Both Clint and Bobo were community-minded people. Clint worked for a time at the school as bus driver and custodian. They both helped organize the Grange in Corralitos in 1932 and had a big part in the fundraisers and construction of the Grange Hall. Clint was the first Master at the new building. Along with the offices he held, he also was in charge of the ladies drill team. It was surely his sense of humor that decided the men folk should have a “drill team” as well.
LtoR George Johnson, George Olmstead, Ray Brodin, Earl Reid, Archie Schmidt, John Rippy, Clint, Roy Stump, and John (Pete) Peterson
In 1940, a volunteer fire department was organized and Clint was elected chief. In 1942, he organized a rural militia for the community. The men met and had outside drills on Aldridge Lane by his store. During WWII, he also, worked as a guard at the shipyards in San Francisco. Bobo volunteered time to sit at the Civil Defense building on the hill off Hames Road to record aircraft. In the late 1940's the Manchesters purchased property up Eureka Canyon on Buzzard Lagoon Road. They enjoyed entertaining, so this larger house suited their needs much better. Eventually, they had a magnificent flower garden with fruit trees and a beautiful patio area for outside parties. A path led down from the back of the property through the ferns and redwoods to a natural spring. They built a house next to the existing garage across the road from their house for Gwen and her family. They had a group of nearby neighbors that they referred to as “Lagoonites”. Family and friends had many memorable occasions at “The Ranch” during the years the Manchesters lived there.
Buzzard Lagoon Road
The Manchester ranch house
1957 The Lagoonites includes Clint and Bertha, Joe and Ellen Cutler, Don and Gloria Nohrden, Anna and Earl Smith, Grace and Cal Bucher, Mrs. Olson and son, Otto
It was 1962 when they moved back to 12 Aldridge. Bobo had been employed at the Corralitos School (Bradley) in the cafeteria. There are many people around today that still remember Hazel Bradley and Bobo's “famous” spaghetti served for hot lunches and for spaghetti feeds.

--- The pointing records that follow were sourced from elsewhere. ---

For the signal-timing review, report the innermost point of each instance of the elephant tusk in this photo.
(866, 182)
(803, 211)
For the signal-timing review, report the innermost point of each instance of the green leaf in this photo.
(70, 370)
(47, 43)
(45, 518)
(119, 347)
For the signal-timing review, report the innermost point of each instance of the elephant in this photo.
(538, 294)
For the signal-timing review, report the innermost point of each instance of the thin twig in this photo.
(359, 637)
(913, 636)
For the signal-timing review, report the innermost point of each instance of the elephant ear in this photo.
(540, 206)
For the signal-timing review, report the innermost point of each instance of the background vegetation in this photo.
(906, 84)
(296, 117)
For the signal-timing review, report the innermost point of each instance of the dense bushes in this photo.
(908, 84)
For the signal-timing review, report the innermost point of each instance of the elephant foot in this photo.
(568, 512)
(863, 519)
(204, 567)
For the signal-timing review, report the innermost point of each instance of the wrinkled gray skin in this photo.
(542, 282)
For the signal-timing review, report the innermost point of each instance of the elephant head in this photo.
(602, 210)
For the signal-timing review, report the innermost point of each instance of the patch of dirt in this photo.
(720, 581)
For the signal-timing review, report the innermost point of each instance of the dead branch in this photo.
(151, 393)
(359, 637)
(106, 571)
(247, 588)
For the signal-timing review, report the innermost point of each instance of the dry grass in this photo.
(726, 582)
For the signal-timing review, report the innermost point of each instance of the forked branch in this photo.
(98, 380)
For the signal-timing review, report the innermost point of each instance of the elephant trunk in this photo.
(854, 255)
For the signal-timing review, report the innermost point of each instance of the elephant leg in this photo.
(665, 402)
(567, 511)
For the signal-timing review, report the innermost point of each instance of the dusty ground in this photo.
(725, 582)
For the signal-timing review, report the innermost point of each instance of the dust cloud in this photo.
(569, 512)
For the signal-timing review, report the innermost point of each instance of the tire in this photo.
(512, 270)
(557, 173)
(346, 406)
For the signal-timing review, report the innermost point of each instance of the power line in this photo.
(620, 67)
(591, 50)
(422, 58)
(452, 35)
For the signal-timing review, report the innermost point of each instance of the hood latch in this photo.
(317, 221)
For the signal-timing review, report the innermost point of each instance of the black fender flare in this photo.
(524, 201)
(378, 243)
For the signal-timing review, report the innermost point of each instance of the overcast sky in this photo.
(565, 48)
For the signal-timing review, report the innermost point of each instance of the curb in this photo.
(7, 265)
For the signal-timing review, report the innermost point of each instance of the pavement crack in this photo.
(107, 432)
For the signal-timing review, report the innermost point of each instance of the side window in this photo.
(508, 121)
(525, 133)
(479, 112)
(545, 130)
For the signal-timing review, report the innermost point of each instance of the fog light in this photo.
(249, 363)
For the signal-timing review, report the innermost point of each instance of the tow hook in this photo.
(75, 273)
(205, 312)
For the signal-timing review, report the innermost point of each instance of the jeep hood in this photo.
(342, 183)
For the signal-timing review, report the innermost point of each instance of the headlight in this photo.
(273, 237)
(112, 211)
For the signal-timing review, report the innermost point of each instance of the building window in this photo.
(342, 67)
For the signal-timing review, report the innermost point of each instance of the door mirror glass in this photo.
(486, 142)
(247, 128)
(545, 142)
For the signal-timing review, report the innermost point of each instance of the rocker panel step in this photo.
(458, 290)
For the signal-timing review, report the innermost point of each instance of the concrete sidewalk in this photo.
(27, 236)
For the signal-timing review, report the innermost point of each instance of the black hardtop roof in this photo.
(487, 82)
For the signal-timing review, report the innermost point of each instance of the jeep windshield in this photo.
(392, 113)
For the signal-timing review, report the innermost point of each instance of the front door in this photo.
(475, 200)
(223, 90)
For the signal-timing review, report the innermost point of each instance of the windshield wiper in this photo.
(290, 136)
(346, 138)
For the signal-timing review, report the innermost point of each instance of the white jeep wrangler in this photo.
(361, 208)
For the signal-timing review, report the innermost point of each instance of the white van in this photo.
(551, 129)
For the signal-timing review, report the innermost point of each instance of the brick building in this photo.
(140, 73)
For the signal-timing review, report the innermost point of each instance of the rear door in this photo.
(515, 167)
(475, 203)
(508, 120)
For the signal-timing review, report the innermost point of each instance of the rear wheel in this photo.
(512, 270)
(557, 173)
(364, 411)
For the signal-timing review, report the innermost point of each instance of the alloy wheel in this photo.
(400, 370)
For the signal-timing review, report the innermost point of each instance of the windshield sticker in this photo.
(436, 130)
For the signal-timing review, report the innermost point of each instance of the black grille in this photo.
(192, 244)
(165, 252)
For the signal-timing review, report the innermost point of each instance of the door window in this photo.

During their retirement years, they traveled more often with friends. They both continued to participate in the community and entertain at their home. As well as being charter members of the Grange, Clint was a Corralitos Padre, a storyteller and a poet, while Bobo enjoyed playing Bridge and gardening. They lived out their lives as the Manchesters of Corralitos.
| During her years in Corralitos, Bobo made scrapbooks of news articles, cards, events of family, friends and the community. It was these scrapbooks that inspired the book Corralitos.